Duas Causas é um filme de 1952, do realizador Henrique Campos, que põe em evidência o problema do aborto naquela época. É uma história de família pequeno-burguesa preocupada em casar bem a filha crescida e encaminhar o filho estudante de direito, família que inclui ainda uma rapariga enjeitada, humildemente grata por ser protegida e tratada carinhosamente "como se fosse da família", e por quem se enamora o rapaz, um tanto estouvado, que logo a desdenha, enquanto procura casamento mais conveniente, para subir de classe...
Entretanto, como ficou grávida, a "ingénua" (personagem-tipo do cinema dessa época) vai ter que abandonar a casa, para não envergonhar a família. O pater familias fica furioso com o canalha que desonrou a menina, sem suspeitar que era o seu próprio filho, o que ela também nunca revela, assumindo a desonra sozinha.
O rapaz entretanto defende a sua primeira causa em tribunal: a de uma rapariga que tentou sem sucesso interromper uma gravidez, ou seja, atentou contra o filho que traz em si e vai ser julgada por isso. Como advogado defende que não é ela a culpada mas o sim o homem cobarde que a abandonou naquele estado e a deixou desesperada e sem ter como sustentar a futura criança. A sua eloquência comove todo o auditório e consegue suscitar o arrependimento do homem, presente na plateia, que assume a culpa e promete casar com a mulher.
Depois de muito felicitado por todos e recebendo os agradecimentos do casal reconciliado, o herói dá-se conta da contradição entre a causa alheia que defendeu e o seu próprio egoísmo, e os remorsos levam-no a casar com a namorada grávida. É uma reconversão quase artificial, porque a contradição interna é meramente esquemática, mas tem uma função ideológica aqui: sanar a "dialéctica" masculina entre a fuga e o dever, se tudo entrar na ordem estabelecida e reconhecida do casamento. O que foi abuso, desonestidade, arrivismo ou hipocrisia, tudo isso se resolve desde que as personagens aceitem o seu lugar na sociedade.
O filme não pretende apresentar um problema, nem evidenciar as contradições interiores das personagens, pretende apenas apresentar o casamento como solução óbvia para o problema da gravidez, mandando o espectador para casa com as certezas no lugar. A asneira é bem tolerada, desde que aconteça dentro da ordem social.
Hoje, que o casamento já não é um imperativo social, ser mãe solteira já não é um estigma (como ainda há 30 anos), deixou de haver filhos “naturais” e o divórcio é frequente, na questão do aborto continua a responsabilizar-se moralmente a mulher, esquecendo-se que há por certo um homem também responsável, já não pela desonra, mas pela “falta de cuidado” e frequentes vezes pelo desinteresse que demonstra pelo produto “vivo” dessa sua inconsciência, fraqueza ou deslize. É o caso, de que tanto se fala, do tal pai biológico que acordou tarde de mais para a criança que não queria, e que só depois decidiu reclamar...
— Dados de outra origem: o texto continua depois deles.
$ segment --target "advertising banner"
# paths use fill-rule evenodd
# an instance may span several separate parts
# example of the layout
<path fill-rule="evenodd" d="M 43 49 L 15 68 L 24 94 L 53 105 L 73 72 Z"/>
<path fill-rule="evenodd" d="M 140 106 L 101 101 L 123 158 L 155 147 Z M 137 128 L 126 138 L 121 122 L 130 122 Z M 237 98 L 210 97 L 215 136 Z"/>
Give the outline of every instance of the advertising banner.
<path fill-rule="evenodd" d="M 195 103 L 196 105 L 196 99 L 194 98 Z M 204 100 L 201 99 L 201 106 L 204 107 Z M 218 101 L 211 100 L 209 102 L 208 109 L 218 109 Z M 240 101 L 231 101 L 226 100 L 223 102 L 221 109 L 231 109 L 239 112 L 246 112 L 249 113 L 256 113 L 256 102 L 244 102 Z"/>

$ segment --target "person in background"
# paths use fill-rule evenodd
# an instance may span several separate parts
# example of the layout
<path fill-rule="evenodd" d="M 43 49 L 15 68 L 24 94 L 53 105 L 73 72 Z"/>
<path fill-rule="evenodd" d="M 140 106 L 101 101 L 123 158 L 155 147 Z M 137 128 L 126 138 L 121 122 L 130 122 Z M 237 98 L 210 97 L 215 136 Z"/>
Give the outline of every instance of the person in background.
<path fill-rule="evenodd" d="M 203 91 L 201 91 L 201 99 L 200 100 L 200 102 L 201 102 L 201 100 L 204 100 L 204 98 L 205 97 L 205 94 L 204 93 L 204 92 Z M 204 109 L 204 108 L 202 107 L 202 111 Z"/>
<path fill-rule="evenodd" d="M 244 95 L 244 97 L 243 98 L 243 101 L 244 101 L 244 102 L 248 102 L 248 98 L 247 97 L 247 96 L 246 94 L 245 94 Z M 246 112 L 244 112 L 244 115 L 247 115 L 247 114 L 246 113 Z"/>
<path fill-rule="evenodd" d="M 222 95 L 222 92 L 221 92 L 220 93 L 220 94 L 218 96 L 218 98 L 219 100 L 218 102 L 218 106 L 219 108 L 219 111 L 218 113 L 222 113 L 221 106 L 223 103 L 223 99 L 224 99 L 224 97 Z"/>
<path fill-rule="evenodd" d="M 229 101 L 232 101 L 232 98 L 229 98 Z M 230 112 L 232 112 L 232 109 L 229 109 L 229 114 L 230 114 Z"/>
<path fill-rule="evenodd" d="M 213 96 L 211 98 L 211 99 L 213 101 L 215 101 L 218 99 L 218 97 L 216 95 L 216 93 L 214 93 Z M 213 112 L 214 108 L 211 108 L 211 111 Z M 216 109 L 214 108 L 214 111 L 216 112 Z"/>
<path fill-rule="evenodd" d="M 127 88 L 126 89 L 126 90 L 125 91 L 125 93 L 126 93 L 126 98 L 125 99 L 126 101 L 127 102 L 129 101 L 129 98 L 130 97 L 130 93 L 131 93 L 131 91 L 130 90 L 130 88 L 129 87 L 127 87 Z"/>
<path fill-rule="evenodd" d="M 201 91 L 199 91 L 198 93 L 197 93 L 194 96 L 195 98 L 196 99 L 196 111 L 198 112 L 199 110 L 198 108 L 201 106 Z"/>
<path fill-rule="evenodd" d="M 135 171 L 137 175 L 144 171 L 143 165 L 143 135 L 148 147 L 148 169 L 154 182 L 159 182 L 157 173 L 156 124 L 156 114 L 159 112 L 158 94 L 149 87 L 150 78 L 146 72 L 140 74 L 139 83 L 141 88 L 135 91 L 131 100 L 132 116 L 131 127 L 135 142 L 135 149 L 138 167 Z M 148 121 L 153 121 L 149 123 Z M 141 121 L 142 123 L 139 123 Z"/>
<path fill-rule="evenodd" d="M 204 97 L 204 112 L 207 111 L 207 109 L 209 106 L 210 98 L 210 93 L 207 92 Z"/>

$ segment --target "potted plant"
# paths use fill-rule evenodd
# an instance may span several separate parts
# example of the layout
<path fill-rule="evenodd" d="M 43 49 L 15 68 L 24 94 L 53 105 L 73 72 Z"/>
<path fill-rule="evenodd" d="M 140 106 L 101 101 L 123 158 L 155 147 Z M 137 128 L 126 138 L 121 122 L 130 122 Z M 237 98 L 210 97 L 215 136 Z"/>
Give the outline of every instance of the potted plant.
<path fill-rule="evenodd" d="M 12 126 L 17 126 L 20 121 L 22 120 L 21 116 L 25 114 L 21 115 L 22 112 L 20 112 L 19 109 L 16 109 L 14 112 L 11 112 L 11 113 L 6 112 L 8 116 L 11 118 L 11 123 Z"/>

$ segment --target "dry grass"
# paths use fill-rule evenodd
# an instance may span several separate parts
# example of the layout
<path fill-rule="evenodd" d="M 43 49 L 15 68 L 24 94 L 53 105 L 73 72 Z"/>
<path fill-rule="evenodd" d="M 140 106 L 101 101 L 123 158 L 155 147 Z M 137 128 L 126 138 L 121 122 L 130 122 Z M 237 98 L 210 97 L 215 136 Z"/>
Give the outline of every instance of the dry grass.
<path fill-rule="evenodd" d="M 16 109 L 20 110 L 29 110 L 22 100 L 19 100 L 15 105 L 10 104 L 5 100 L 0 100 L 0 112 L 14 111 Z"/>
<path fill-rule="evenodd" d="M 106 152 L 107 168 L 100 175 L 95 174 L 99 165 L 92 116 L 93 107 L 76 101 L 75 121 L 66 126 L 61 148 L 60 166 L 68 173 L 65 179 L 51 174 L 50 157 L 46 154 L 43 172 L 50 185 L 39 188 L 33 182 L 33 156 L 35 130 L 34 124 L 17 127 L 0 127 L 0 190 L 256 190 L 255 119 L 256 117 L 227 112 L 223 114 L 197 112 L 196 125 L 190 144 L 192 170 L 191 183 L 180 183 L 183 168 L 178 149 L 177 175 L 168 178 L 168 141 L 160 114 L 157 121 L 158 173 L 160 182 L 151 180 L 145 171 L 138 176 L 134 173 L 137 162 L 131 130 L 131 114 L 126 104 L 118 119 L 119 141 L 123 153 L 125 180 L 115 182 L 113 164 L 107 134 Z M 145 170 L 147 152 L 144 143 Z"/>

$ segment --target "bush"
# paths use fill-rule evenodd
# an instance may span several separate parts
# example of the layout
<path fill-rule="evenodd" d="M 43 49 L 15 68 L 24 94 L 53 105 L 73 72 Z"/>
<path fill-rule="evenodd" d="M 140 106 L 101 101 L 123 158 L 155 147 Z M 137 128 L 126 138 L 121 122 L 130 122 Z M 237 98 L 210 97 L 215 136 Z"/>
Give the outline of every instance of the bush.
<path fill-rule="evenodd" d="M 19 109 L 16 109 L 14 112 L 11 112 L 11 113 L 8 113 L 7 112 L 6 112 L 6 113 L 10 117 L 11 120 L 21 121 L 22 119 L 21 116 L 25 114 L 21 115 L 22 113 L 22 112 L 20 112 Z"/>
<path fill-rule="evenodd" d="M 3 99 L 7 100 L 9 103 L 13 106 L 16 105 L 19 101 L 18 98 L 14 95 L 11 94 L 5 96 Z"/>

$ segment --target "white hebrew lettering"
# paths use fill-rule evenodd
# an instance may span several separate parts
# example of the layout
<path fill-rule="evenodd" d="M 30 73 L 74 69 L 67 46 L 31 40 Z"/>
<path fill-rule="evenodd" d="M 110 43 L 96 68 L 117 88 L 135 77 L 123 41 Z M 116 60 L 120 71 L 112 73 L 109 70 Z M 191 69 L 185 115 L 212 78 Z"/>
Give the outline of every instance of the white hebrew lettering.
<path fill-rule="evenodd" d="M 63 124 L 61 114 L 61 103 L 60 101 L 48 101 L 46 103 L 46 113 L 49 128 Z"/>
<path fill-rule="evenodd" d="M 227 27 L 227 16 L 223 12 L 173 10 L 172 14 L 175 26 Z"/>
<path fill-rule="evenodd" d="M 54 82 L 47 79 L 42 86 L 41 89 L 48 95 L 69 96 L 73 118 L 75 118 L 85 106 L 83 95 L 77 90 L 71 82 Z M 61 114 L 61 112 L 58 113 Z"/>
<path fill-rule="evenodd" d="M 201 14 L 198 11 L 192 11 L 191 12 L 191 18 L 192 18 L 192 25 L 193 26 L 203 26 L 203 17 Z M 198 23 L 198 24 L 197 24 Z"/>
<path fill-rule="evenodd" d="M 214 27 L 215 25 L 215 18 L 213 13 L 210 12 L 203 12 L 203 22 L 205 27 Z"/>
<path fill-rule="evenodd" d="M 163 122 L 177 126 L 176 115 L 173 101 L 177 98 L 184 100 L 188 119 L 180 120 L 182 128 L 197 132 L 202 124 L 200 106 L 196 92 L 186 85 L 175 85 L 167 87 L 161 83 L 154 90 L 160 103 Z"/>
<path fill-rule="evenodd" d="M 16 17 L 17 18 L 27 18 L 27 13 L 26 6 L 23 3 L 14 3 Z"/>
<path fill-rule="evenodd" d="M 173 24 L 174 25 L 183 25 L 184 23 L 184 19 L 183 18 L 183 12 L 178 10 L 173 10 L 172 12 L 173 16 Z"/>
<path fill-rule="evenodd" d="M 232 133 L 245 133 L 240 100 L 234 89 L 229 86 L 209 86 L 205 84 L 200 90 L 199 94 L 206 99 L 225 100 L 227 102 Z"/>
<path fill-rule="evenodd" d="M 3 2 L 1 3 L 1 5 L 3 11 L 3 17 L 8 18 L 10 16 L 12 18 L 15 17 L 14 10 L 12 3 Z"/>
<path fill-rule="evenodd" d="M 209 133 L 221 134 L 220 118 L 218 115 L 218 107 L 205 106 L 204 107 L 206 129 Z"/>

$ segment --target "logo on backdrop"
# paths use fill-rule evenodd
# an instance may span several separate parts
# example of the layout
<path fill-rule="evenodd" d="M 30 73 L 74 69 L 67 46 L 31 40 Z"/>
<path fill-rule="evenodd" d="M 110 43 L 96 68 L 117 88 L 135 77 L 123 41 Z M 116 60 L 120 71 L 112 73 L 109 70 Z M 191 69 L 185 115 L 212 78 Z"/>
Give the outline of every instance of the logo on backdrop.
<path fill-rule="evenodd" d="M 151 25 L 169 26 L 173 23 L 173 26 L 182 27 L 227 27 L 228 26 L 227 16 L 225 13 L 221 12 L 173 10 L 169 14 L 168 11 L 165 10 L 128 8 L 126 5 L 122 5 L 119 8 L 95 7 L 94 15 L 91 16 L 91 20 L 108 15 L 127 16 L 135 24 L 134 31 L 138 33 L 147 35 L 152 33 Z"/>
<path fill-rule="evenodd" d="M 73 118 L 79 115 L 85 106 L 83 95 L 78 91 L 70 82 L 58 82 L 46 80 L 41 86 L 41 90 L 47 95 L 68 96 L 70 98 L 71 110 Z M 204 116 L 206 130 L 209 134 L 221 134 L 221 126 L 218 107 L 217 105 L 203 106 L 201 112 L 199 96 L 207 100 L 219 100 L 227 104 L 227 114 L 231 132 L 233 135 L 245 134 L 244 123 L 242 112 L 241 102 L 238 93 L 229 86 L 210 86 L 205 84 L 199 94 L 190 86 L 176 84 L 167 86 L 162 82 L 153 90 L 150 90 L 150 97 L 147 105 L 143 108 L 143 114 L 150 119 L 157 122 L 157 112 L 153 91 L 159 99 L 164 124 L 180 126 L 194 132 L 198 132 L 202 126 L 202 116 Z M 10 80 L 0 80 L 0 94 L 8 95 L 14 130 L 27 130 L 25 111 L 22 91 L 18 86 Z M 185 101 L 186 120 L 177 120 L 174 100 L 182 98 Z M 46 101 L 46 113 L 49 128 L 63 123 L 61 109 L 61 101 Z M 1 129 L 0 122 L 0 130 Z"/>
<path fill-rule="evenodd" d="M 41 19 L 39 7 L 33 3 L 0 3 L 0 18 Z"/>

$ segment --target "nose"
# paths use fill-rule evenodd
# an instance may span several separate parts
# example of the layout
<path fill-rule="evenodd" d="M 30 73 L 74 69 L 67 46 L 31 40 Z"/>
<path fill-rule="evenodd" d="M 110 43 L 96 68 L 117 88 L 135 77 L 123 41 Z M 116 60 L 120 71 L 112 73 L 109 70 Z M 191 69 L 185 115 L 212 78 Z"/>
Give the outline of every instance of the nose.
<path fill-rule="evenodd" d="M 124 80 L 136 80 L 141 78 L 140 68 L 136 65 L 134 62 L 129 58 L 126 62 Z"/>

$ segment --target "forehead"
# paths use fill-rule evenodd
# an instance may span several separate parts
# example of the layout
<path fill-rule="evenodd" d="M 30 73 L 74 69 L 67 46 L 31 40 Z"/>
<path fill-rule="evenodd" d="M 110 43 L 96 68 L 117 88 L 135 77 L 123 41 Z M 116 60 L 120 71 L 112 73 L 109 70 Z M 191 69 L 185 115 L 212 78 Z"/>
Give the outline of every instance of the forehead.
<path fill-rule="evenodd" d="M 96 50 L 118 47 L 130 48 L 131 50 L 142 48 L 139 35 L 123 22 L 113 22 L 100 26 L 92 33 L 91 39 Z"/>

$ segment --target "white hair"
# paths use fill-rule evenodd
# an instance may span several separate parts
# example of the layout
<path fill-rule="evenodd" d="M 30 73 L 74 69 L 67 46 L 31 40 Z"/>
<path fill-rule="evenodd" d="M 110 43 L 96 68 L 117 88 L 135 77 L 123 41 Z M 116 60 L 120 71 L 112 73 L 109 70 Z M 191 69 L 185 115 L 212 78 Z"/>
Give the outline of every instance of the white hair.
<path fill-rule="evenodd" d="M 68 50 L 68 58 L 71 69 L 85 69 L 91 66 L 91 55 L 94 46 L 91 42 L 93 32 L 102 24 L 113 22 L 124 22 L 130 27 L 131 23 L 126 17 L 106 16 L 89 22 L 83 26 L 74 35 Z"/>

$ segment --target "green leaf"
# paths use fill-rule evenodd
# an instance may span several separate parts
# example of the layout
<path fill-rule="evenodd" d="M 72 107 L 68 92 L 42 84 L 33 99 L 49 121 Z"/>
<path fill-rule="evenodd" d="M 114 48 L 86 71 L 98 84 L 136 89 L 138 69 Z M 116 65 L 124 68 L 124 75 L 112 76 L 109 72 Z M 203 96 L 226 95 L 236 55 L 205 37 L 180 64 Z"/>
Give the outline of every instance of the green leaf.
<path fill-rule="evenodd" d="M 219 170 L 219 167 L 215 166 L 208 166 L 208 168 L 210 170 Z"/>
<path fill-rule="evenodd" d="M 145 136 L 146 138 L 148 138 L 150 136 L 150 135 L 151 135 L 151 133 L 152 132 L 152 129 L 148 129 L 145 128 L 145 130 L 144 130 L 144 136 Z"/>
Em 50 anos mudou muita coisa: as mulheres são livres e independentes, já ninguém espera a tutela dos homens, facilitando-se a desresponsabilização masculina em relação à procriação natural, embora haja por lei averiguações de paternidade. Mas mantém-se igual a penalização criminal do aborto centrada nas mulheres, sobre quem recai toda a culpabilidade. É isso que falta mudar.